As a baby boomer born in the late ’50s, the Wizard of Oz had debuted nineteen years earlier. With the development of television, CBS broadcast the movie annually as of 1959. I’m not sure at what age my mother felt it was an age appropriate movie for her daughters. In spite of the beauty of the ruby red slippers, there were witches and flying evil monkeys. Society was not inundated with games or shows desensitizing children regarding the taking of life. The only act of violence I remember was when JFK was shot; I was in kindergarten.
In spite of owning one black and white television, I remember being allowed to stay up late to discover and soon celebrate Oz’s example of good triumphing over evil. When we bought our first color television, it became a new and still exciting annual broadcast in our home.

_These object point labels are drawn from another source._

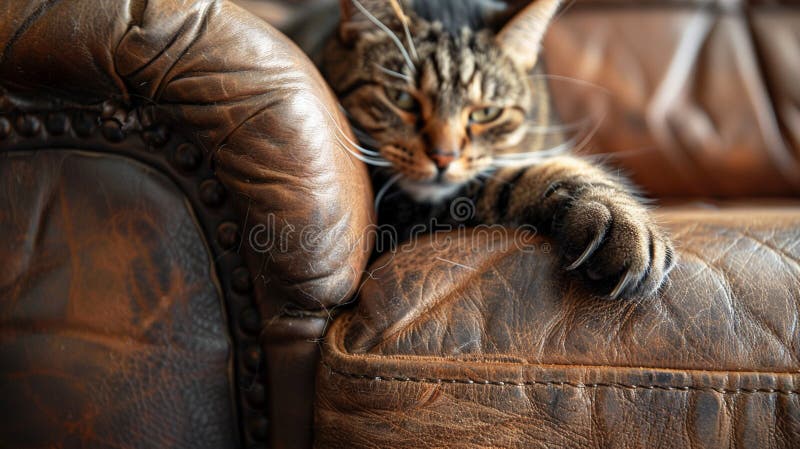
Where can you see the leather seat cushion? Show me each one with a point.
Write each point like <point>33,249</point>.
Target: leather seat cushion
<point>482,341</point>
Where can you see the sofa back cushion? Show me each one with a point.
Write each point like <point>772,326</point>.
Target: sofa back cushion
<point>112,330</point>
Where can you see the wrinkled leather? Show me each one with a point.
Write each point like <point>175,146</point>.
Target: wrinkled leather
<point>238,87</point>
<point>112,330</point>
<point>695,91</point>
<point>469,345</point>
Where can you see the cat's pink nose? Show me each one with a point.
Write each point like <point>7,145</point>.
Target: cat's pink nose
<point>442,159</point>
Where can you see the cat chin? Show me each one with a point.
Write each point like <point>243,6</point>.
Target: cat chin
<point>429,192</point>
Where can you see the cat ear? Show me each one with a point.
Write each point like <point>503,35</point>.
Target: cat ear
<point>521,37</point>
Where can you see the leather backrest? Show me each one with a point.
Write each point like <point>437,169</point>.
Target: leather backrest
<point>241,91</point>
<point>692,98</point>
<point>689,97</point>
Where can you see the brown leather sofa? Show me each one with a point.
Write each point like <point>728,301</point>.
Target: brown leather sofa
<point>162,158</point>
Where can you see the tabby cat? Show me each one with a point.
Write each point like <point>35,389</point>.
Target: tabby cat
<point>446,99</point>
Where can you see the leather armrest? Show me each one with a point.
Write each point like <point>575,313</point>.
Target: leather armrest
<point>244,93</point>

After the birth of my daughter, I looked forward to sharing the adventures of Dorothy and her new friends. Almost every home owned a VCR and my mother was quick to make the movie available to show her granddaughters on sleep-overs. For my daughter’s first grade book project, she requested to be Dorothy with her stuffed Benji dog peeking from a picnic basket. I covered her tennis shoes in red sequin elastic ribbon.

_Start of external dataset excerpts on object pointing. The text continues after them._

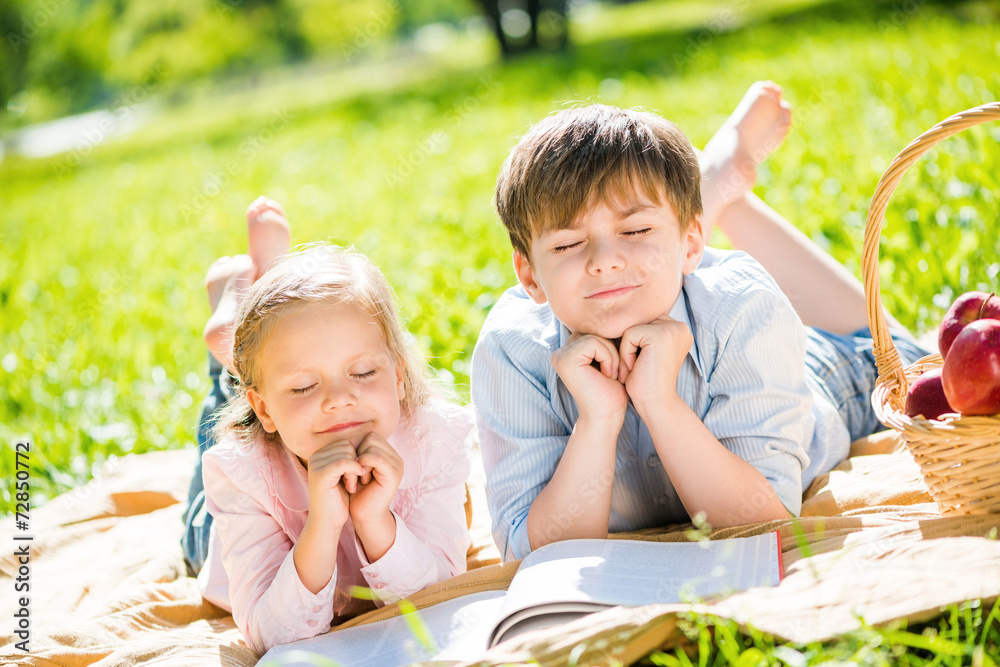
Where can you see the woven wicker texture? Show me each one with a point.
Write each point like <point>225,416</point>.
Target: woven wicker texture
<point>959,456</point>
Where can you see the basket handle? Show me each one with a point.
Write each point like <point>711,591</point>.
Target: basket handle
<point>886,356</point>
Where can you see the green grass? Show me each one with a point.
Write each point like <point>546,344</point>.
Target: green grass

Why am I sharing this piece of personal trivia? I wonder how much of those early messages of good vs. evil transcended my own resistance to accepting current trends of bullying and histrionics. Reality shows tend to emphasize negative interactions among circles of ‘friends.’ And I know Oz is the source of my love for ruby red stilettos and meeting new friends through life’s adventures.
In my own story of Ameera Unveiled, the main character finds herself in a quest to find her way home to a natural calling to dance. She seeks the help of her Wizard of Dance, Sybil Yocum. Leaving the love and safety of her own home, there is a bond created between strangers discovered on a glittery journey to Jamaica.

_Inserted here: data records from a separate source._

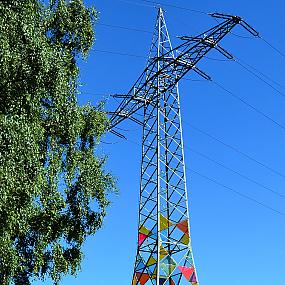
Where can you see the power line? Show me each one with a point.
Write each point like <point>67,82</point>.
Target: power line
<point>136,3</point>
<point>220,141</point>
<point>118,53</point>
<point>124,28</point>
<point>249,105</point>
<point>259,77</point>
<point>236,172</point>
<point>273,47</point>
<point>228,188</point>
<point>261,73</point>
<point>237,192</point>
<point>236,150</point>
<point>175,6</point>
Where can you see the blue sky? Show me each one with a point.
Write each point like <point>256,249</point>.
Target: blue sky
<point>237,239</point>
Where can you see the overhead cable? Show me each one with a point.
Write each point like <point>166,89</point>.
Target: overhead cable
<point>228,188</point>
<point>235,149</point>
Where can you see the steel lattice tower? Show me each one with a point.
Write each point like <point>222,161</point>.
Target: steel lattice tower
<point>164,253</point>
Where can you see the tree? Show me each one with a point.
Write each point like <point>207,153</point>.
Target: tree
<point>53,188</point>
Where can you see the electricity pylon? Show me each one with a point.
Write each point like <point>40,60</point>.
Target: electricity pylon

I feel blessed that so many readers have given me their own appreciation of Ameera and her desire to face her demons and obstacles. Last week, when my sister called and asked me to go to the 3-D version of The Wizard of Oz, I sat among a predominantly baby boomer crowd. Untiringly, we lip synced the words of the songs and simultaneously clapped as Dorothy whispered those famous words: “There’s no place like home.”
It struck a personal victory in my own heart that there is a universal story that people still want to believe in. As we each take our journey down the yellow brick road, with or without our ruby red slippers, most of us want to find a bond. Bonds that remain in spite of physical separation and time. Experiences that urge us to move forward and to never stop discovering our own personal enlightenment.